A novel laboratory system for determining fate of volatile organic compounds in planted systems

Contradictory observations regarding the uptake and translocation of volatile organic compounds (VOCs) by plants have been reported, most notably for trichloroethylene (TCE). Experimental artifacts resulting from the use of semistatic or low‐flow laboratory systems may account for part of the discrepancy. Innovative plant growth chambers are required to rigorously quantify the movement of VOCs through higher plants while maintaining a natural plant environment. The plant must be sealed in a chamber that allows rapid exchange of air to remove the water vapor lost in transpiration, to resupply the CO 2 consumed in photosynthesis, and to resupply the O 2 consumed in root‐zone respiration. Inadequate airflow through the foliar region results in high humidity, which dramatically reduces transpiration and may reduce contaminant flux.
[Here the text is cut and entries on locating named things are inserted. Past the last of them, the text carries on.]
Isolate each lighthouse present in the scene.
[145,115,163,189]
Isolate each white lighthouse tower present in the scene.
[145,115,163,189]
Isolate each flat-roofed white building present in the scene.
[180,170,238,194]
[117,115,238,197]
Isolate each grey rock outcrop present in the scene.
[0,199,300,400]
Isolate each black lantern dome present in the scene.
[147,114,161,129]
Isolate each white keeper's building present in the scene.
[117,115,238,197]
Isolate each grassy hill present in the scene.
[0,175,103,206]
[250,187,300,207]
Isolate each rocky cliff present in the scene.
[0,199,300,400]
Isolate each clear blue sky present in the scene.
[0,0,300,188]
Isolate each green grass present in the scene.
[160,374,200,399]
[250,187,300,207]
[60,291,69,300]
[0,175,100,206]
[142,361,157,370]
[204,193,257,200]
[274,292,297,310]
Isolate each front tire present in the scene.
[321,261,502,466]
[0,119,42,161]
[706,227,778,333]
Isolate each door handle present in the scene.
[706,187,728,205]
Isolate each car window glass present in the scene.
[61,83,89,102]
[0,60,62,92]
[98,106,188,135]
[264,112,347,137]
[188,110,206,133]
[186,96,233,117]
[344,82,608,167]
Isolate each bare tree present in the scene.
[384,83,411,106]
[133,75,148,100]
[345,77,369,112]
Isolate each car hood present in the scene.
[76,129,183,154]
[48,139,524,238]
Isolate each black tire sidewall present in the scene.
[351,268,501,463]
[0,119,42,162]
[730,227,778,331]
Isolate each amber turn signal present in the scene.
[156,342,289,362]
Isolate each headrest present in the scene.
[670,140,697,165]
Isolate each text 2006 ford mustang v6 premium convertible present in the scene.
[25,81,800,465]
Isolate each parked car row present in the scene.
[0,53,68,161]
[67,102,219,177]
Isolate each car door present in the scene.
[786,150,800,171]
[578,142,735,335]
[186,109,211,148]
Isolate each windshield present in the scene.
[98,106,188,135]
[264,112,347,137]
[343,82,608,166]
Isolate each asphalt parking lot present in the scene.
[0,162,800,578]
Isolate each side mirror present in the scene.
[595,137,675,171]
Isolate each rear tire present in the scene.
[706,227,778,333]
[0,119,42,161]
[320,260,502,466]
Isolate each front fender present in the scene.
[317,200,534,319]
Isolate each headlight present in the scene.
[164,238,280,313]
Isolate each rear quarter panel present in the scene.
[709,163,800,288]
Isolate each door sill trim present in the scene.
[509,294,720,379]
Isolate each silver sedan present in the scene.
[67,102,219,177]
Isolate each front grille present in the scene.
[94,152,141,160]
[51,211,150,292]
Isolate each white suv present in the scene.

Oxygen depletion in static root zones induces root stress, which can increase root membrane permeability. The root zone must be separated from the shoots to differentiate between plant uptake and foliar deposition. Here we describe the design, construction, and testing of a dual‐vacuum, continuous high‐flow chamber system for accurately determining the fate of VOCs in plants. The system provides a natural plant environment, complete root/shoot separation, the ability to quantify phytovolatilization and mineralization in both root and shoot compartments, continuous root‐zone aeration, and high mass recovery.